Pourquoi la critique ?

Dans « Je t’aime…
Moi non plus », Maria de Medeiros s’est intéressée
aux rapports de la critique avec les cinéastes.

Christophe Kantcheff  • 8 juillet 2010 abonné·es

Quelle mouche a piqué Maria de Medeiros pour qu’elle ­consacre un film à la critique ? La critique (ici de cinéma) est suffisamment méprisée, et en voie d’extinction, pour que Je t’aime… Moi non plus soit salué d’emblée. Maria de Medeiros, comédienne et réalisatrice,
s’est intéressée aux relations entre cinéastes et critiques, réputées ambiguës ou carrément mauvaises. C’est ainsi qu’elle a interviewé des cinéastes d’un côté (Pedro Almodovar, Manoel de Oliveira, Wim Wenders, David Cronenberg, Atom Egoyan, Elia Suleiman…) et des critiques de l’autre, français, américains, espagnols ou brésiliens : Gérard Lefort, Serge Kaganski, Carlos Boyero, Kenneth Duran, Léon Kakoff… Des interviews qui datent d’il y a près d’une dizaine d’années. Le film est très monté, avec de nombreuses courtes séquences, autour de thématiques dont certaines s’imposent d’elles-mêmes (« Qu’est-ce qu’une bonne critique ? »), mais qui pour d’autres relèvent seulement de l’anecdote (« La phrase la plus vache écrite sur un de vos films »).

Conçu ainsi, Je t’aime… Moi non plus n’échappe pas à un certain nombre de lieux communs sur la critique, et plus encore sur les critiques, vus tour à tour comme des parasites, des frustrés, des présomptueux, des cinéastes manqués… Il est dommage également que les conditions de production du geste critique ne soit jamais considérées (quelle place occupe
la critique dans le journalisme aujourd’hui ?), ni ce qu’il comporte d’enjeux vis-à-vis des lecteurs, c’est-à-dire des spectateurs.
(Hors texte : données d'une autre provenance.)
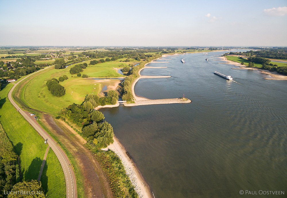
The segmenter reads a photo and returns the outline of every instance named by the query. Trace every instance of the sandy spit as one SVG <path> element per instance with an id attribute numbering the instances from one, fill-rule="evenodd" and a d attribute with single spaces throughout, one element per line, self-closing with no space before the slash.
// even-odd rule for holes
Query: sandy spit
<path id="1" fill-rule="evenodd" d="M 121 159 L 127 174 L 135 187 L 139 197 L 154 198 L 150 187 L 144 179 L 133 162 L 128 156 L 125 147 L 114 135 L 113 139 L 114 143 L 108 146 L 107 148 L 115 152 Z"/>
<path id="2" fill-rule="evenodd" d="M 218 57 L 220 59 L 222 59 L 222 60 L 224 61 L 226 61 L 227 62 L 227 63 L 221 63 L 223 64 L 228 64 L 229 65 L 236 65 L 236 66 L 238 66 L 240 68 L 234 68 L 235 69 L 251 69 L 253 70 L 258 70 L 260 72 L 262 73 L 264 73 L 265 74 L 267 74 L 268 75 L 270 75 L 270 76 L 272 77 L 273 78 L 264 78 L 265 79 L 272 79 L 272 80 L 287 80 L 287 76 L 283 75 L 283 74 L 281 74 L 280 73 L 278 73 L 276 71 L 273 71 L 271 72 L 270 71 L 267 71 L 266 70 L 263 70 L 262 69 L 259 69 L 257 68 L 254 67 L 246 67 L 246 66 L 243 66 L 240 63 L 237 63 L 237 62 L 235 62 L 233 61 L 228 61 L 227 59 L 226 58 L 224 57 Z M 221 63 L 220 63 L 221 64 Z"/>

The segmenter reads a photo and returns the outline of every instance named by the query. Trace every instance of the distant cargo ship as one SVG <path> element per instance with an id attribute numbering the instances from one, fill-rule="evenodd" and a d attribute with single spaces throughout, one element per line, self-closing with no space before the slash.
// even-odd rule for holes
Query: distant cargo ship
<path id="1" fill-rule="evenodd" d="M 228 80 L 232 80 L 233 78 L 231 77 L 230 76 L 226 76 L 224 75 L 224 74 L 222 74 L 222 73 L 220 73 L 219 72 L 218 72 L 217 71 L 215 71 L 214 73 L 216 75 L 218 75 L 220 76 L 221 76 L 223 78 L 224 78 L 225 79 L 227 79 Z"/>

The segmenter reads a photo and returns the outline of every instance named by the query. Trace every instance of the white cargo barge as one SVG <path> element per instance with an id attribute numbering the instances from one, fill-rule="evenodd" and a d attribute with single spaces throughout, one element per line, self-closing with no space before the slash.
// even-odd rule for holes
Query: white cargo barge
<path id="1" fill-rule="evenodd" d="M 222 73 L 220 73 L 219 72 L 218 72 L 217 71 L 215 71 L 214 73 L 216 75 L 218 75 L 220 76 L 221 76 L 223 78 L 224 78 L 225 79 L 227 79 L 228 80 L 232 80 L 233 78 L 231 77 L 230 76 L 226 76 L 224 74 L 222 74 Z"/>

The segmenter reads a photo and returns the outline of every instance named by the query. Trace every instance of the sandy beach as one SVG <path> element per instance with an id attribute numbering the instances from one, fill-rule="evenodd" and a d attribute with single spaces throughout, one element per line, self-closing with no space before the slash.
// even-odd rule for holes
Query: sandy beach
<path id="1" fill-rule="evenodd" d="M 264 78 L 264 79 L 267 80 L 287 80 L 287 76 L 278 73 L 276 71 L 273 71 L 271 72 L 269 71 L 266 70 L 260 69 L 257 68 L 255 67 L 249 67 L 246 66 L 243 66 L 240 63 L 237 62 L 235 62 L 231 61 L 228 61 L 226 58 L 224 57 L 218 57 L 220 59 L 222 59 L 222 60 L 226 61 L 227 63 L 224 63 L 219 64 L 228 64 L 229 65 L 233 65 L 238 66 L 240 68 L 235 68 L 235 69 L 251 69 L 253 70 L 258 70 L 262 73 L 264 73 L 267 75 L 269 75 L 272 78 Z"/>
<path id="2" fill-rule="evenodd" d="M 170 57 L 168 56 L 168 55 L 163 55 L 157 59 L 160 59 L 163 57 Z M 175 57 L 174 56 L 174 57 Z M 156 59 L 157 60 L 157 59 Z M 140 71 L 145 68 L 166 68 L 167 67 L 146 67 L 146 66 L 151 63 L 158 63 L 153 62 L 152 61 L 145 64 L 144 67 L 139 70 L 138 73 L 139 77 L 136 79 L 133 82 L 131 86 L 132 93 L 135 101 L 135 103 L 127 104 L 126 102 L 124 103 L 124 105 L 126 106 L 136 106 L 142 105 L 155 104 L 168 104 L 175 103 L 189 103 L 191 102 L 191 101 L 187 98 L 183 99 L 181 98 L 170 98 L 162 99 L 159 100 L 149 100 L 142 97 L 137 96 L 135 93 L 135 85 L 137 81 L 141 78 L 170 78 L 170 76 L 142 76 L 140 74 Z M 161 62 L 163 63 L 164 62 Z M 118 106 L 119 105 L 119 103 L 117 102 L 115 105 L 106 105 L 104 106 L 99 106 L 95 109 L 98 110 L 101 108 L 105 107 L 113 107 Z M 119 140 L 114 135 L 113 137 L 114 142 L 112 144 L 108 145 L 107 148 L 103 150 L 107 150 L 108 149 L 110 149 L 114 152 L 118 156 L 122 161 L 125 169 L 127 174 L 129 176 L 131 181 L 134 186 L 135 189 L 139 197 L 140 198 L 152 198 L 154 196 L 150 188 L 149 187 L 145 181 L 140 172 L 137 168 L 135 165 L 127 154 L 126 151 L 124 147 L 121 144 Z"/>
<path id="3" fill-rule="evenodd" d="M 112 150 L 117 154 L 125 167 L 127 174 L 129 177 L 135 189 L 140 198 L 153 198 L 152 193 L 149 187 L 144 179 L 135 164 L 128 156 L 125 147 L 114 136 L 114 143 L 109 145 L 107 149 Z"/>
Cela dit, le film contient des propos plus saillants que d’autres, de la part de cinéastes notamment, et c’est tout l’intérêt du DVD que de proposer en complément les interviews intégrales de quelques-uns d’entre eux.
Ainsi, Elia Suleiman, David Cronenberg et Wim Wenders expliquent en quoi la promotion s’est largement substituée à la critique. Manoel de Oliveira, pour qui un film n’est pas terminé avant que celui-ci ait eu son premier spectateur, « qui va achever le film » , expose le rôle que la critique devrait tenir à ses yeux : « révéler les parties obscures, cachées, plus profondes et moins lisibles d’un film » . Tandis que Wim Wenders caractérise une bonne critique par ces mots : « Ce n’est pas une opinion. C’est le récit de l’expérience que quelqu’un a eue avec un film. Si, en lisant son texte, je ressens que le critique a vécu quelque chose en voyant le film, alors il m’intéresse. » « J’ai une très haute opinion de la critique, ajoute l’auteur des Ailes du désir. J’attends qu’elle rapproche le film de son public. » Considérée de telle sorte, la critique est un art difficile.